1. The global economic cycle: boom, bust or just a modest muddling through?
The global economy is set to recover modestly with slight upside risk from a possible phase two US-China trade agreement.
2. New targets but the same old problems: where will the ECB and FED reviews end up?
The Fed and ECB reviews are likely to result in a significant shift in their monetary policy framework, but especially for the ECB the review will not be completed this year.
3. Will fiscal policy be the new game in town?
Global fiscal impulse is likely to stay lukewarm as the global economy recovers.
4. The end of Trumpism? Who will win the US election and will it matter to markets?
President Trump seems to be running behind but it is too early to make big conclusions. Irrespective of who wins, market reaction will be limited due to a likely divided Congress.

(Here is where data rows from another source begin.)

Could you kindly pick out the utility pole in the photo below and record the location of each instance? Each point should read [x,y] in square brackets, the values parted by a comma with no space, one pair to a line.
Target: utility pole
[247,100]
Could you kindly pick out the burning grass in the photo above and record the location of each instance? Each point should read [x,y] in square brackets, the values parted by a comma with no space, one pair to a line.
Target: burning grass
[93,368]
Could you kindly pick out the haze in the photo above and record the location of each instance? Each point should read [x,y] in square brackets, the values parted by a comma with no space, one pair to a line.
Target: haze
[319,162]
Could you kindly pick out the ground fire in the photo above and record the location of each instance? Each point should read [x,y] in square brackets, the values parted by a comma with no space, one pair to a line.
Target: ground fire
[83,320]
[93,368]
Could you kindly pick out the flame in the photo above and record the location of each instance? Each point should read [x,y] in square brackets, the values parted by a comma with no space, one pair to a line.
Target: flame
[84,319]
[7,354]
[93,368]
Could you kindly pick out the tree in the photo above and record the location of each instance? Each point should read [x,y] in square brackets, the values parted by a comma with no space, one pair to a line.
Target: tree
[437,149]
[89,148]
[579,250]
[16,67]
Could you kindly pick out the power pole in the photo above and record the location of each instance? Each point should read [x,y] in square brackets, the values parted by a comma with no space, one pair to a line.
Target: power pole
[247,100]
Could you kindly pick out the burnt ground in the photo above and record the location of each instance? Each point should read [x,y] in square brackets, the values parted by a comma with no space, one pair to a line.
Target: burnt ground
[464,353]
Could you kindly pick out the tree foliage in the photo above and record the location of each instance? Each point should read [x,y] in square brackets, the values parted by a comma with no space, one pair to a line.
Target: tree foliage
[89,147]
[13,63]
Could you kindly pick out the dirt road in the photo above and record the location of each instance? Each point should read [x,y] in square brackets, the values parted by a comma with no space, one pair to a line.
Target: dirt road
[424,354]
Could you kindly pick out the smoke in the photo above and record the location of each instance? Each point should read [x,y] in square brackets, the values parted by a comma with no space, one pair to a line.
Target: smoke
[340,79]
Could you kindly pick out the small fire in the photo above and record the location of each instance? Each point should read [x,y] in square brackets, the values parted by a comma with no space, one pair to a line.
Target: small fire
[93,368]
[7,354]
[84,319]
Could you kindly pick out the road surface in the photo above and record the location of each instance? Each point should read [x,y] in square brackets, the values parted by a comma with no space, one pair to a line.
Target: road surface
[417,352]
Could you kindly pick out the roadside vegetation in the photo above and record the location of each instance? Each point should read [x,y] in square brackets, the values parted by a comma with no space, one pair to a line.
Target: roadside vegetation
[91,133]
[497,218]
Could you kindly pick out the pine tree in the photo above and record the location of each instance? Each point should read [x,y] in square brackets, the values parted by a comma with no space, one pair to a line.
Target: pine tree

5. Will China and the US find a permanent trade solution – or will they move further apart?
In the trade war between China and the US, we look for a partial phase two deal in H1 2020 after the completion of phase one in mid-January.
6. No-deal Brexit risk revisited: can the UK and the EU strike a deal before end-2020?
The UK and the EU27 are set to agree on only a limited FTA by 31 December 2020 – but a no-deal Brexit risk still looms.
7. Broad USD strength – will it continue?
The broad USD is unlikely to weaken significantly in 2020 due to an ongoing investor preference for US assets and elevated USD carry.
8. Will 2020 finally be the year where yields end markedly higher?
Bund yields to stay in a relatively tight range because of technical factors and the economic outlook remaining too weak.
9. How much more upside is there for global stocks?
Upside for global equities limited amid highest valuations in 15 years and likely constant equity risk premiums.
10.Will the Middle East tensions cause a surge in oil prices?
There would have to be a significant escalation of the Middle East crisis to send oil prices sharply higher this year.